Top Republican slams Biden voting speech as unpresidential
- Published
Top Senate Republican Mitch McConnell has denounced US President Joe Biden's voting rights speech as "incoherent" and "profoundly unpresidential".
"I have known, liked, and personally respected Joe Biden for many years," Mr McConnell said on the Senate floor.
"I did not recognise the man at the podium yesterday."
The remarks come one day after Mr Biden delivered a fiery speech in Atlanta calling for an overhaul of the US election system.
The president said he supported changes that would allow his party's proposed overhaul of the election system to be passed without the support of opposition Republicans.
Currently, a majority of 60% is needed to pass certain legislation in the Senate.

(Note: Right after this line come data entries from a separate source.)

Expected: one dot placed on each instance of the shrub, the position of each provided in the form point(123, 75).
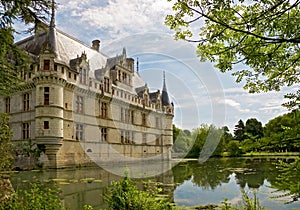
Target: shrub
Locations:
point(38, 196)
point(125, 195)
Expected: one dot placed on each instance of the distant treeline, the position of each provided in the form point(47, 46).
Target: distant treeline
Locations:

Mr Biden said the push to pass the legislation was a "battle for the soul of America", adding that the 60-vote rule - known as the filibuster - had rendered the Senate "a shell of its former self".
The upper chamber of Congress is currently split 50-50 between the two parties, therefore Mr Biden's sweeping election bills are almost certain not to pass unless there is a change to that rule.

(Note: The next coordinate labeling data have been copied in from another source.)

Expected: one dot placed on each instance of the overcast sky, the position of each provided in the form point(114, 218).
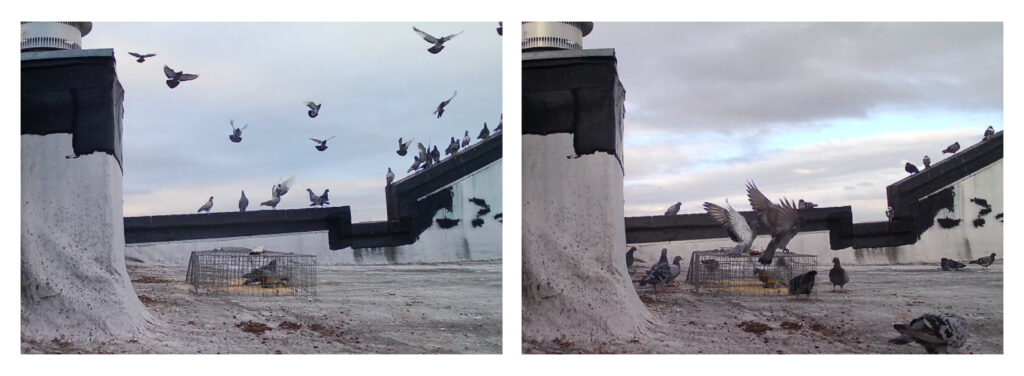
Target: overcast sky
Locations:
point(376, 81)
point(827, 113)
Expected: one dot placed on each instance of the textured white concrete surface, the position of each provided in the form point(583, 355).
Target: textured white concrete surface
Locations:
point(74, 283)
point(572, 235)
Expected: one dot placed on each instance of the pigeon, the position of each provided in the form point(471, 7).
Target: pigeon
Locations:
point(438, 43)
point(402, 148)
point(142, 56)
point(442, 105)
point(782, 221)
point(484, 133)
point(936, 332)
point(838, 275)
point(323, 143)
point(243, 202)
point(271, 203)
point(206, 207)
point(674, 209)
point(985, 261)
point(175, 78)
point(951, 149)
point(236, 132)
point(313, 109)
point(909, 167)
point(803, 284)
point(735, 225)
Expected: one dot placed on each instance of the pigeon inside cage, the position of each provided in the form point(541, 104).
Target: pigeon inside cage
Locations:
point(242, 272)
point(721, 272)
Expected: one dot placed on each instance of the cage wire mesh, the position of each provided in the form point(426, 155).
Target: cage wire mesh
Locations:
point(720, 272)
point(239, 272)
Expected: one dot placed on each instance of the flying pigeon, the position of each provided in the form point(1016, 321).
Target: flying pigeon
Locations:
point(175, 78)
point(438, 44)
point(936, 332)
point(734, 223)
point(484, 133)
point(782, 221)
point(442, 105)
point(674, 209)
point(909, 167)
point(206, 207)
point(237, 132)
point(838, 275)
point(142, 56)
point(803, 284)
point(323, 143)
point(985, 261)
point(403, 147)
point(243, 202)
point(951, 149)
point(313, 109)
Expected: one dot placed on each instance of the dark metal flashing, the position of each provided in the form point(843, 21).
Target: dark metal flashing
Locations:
point(76, 93)
point(578, 93)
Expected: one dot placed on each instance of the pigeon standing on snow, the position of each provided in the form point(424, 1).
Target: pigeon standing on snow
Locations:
point(674, 209)
point(438, 43)
point(322, 143)
point(243, 202)
point(313, 109)
point(951, 149)
point(782, 221)
point(985, 261)
point(838, 275)
point(142, 57)
point(206, 207)
point(936, 332)
point(442, 105)
point(734, 223)
point(175, 78)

But misgivings from two senators in his party are hampering his plans, and no Republicans have backed them.
'Pure demagoguery'
In his speech, Mr Biden compared those that oppose election reform to believers in racial segregation and rebels in the US Civil War. He cast his supporters as civil rights leaders and abolitionists.
Addressing his colleagues in Washington on Wednesday, the Kentucky Republican senator slammed Mr Biden's comments as a "rant" that was "incoherent, incorrect, and beneath his office".
"Unfortunately, President Biden has rejected the better angels of our nature. So it is the Senate's responsibility to protect the country," Mr McConnell said.
He described Mr Biden's speech as evidence the filibuster must be preserved.
"You could not invent a better advertisement for the legislative filibuster than what we've just seen; a president abandoning rational persuasion for pure, pure, demagoguery," Mr McConnell said.
"A president shouting that 52 senators and millions of Americans are racist unless he gets whatever he wants is proving exactly why the framers built the Senate to check his power."
Even Biden ally and Democratic Illinois Senator Dick Durbin conceded that the president's tone may have been overheated.
The Senate majority whip told CNN: "Perhaps the president went a little too far in his rhetoric."
Meanwhile, former President Barack Obama threw his weight behind Mr Biden's calls to scrap the filibuster.
"And every American who cares about the survival of our most cherished institutions should support the president's call as well," he said in an op-ed for USA Today, external.
Senate Democrats plan to vote on the Freedom to Vote Act and the John Lewis Voting Rights Advancement Act by Monday.
If they fail to pass, as expected, the Senate will begin to consider changing filibuster rules.